John McCain yesterday made a last pitch to Southwest Virginia voters, urging several thousand supporters to keep battleground Virginia in the Republican column today.
"Thank you, Virginia. Thank you, Tri-Cities," McCain said at an airport rally just over the Tennessee line in Blountville.
Some 5,000 people jammed into an airport hangar to cheer McCain as he spoke of his plans to develop clean coal technology.
"This kind of excitement is what wins elections. We're going to win this election tomorrow, and we're going to keep Virginia red," he said, drawing cheers from the crowd.
McCain, sounding hoarse, was on a whirlwind tour of seven states: Florida, Virginia, Pennsylvania, Indiana, Colorado, New Mexico and Nevada. He would end his day at home in Arizona.

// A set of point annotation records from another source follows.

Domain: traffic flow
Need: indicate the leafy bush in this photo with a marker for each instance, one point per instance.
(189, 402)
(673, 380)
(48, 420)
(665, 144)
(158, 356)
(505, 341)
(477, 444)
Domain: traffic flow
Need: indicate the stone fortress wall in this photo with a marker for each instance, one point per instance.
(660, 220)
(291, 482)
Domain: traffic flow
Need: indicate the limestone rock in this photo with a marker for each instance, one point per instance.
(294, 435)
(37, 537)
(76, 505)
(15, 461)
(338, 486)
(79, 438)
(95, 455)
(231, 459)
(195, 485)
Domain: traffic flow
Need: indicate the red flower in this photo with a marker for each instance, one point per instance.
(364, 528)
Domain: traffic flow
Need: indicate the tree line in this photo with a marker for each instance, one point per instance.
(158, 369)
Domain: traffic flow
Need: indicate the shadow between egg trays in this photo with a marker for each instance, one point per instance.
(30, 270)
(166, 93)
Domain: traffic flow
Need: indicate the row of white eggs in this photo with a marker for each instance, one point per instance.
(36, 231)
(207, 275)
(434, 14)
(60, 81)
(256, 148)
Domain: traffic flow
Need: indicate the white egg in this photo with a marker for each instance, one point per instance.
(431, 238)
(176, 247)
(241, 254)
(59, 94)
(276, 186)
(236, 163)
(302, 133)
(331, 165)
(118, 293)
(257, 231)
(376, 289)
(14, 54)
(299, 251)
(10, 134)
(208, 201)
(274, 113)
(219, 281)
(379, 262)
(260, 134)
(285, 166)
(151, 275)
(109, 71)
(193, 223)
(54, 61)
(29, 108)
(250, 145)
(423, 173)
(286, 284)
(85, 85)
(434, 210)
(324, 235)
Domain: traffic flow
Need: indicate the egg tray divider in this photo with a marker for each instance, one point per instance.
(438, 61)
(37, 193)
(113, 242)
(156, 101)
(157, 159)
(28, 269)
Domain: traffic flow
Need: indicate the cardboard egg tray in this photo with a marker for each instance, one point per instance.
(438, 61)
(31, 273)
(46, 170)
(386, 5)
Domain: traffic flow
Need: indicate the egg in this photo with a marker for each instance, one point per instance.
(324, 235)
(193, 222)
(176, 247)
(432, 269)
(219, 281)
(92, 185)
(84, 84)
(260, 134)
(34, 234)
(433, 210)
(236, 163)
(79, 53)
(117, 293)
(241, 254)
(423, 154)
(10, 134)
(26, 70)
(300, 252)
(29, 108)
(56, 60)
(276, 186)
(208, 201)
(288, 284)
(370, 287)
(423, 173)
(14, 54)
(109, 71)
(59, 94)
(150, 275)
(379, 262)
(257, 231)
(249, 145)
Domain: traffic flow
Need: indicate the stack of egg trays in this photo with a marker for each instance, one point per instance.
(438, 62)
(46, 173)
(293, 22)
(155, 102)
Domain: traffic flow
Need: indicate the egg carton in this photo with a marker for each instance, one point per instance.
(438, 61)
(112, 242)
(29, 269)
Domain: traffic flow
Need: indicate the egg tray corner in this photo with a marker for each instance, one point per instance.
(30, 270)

Barack Obama and McCain are in a close battle for Virginia's 13 electoral votes.
According to the final poll conducted for the Richmond Times-Dispatch, Obama holds a commanding lead in Northern Virginia and a slight edge in Hampton Roads. McCain leads in four other regions, including 55 percent to 37 percent in Southwest Virginia with 8 percent undecided.
McCain's day started in Florida, where he told about 1,000 people in Tampa, "With this kind of enthusiasm, this kind of intensity, we will win Florida and we will win the election."
The Arizona senator said he, like Obama, opposes President Bush's economic policies. But McCain insisted he wouldn't raise taxes and that Obama could be counted on to do so.
McCain promised to turn the page on the Bush era and warned about his opponent's intentions. "Senator Obama is in the far left lane" of politics, he said. "He's more liberal than a guy who calls himself a socialist, and that's not easy."
"I'm an American, and I choose to fight!" McCain proclaimed at the Tampa event and others in Pennsylvania and Indiana.
"When I'm president," he said again and again through the day, filling in a litany of the good things to follow: More jobs, lower energy costs. A president who would bring change and not just talk about it.
"When I'm president, we're going to win in Afghanistan, win in Iraq, and our troops will come home with victory and honor."
In Roswell, N.M., home of a UFO incident in the 1940s, McCain joked that he had won the alien endorsement. He also reminded supporters there that he was a Western senator.
"I understand water issues. I understand land. I understand native American issues. My opponent does not," McCain said.
Buoyed by what campaign manager Rick Davis said was a surge in polling, the campaign was even adding stops today, in New Mexico and Colorado.
Republican running mate Sarah Palin campaigned in Ohio. "Now is not the time to experiment with socialism," she said. "Our opponent's plan is just for bigger government."
Palin was racing through five states Bush won in 2004 -- Ohio, Missouri, Iowa, Colorado and Nevada -- in an effort to boost conservative turnout for McCain. The Alaska governor has been a popular draw for many GOP-base voters.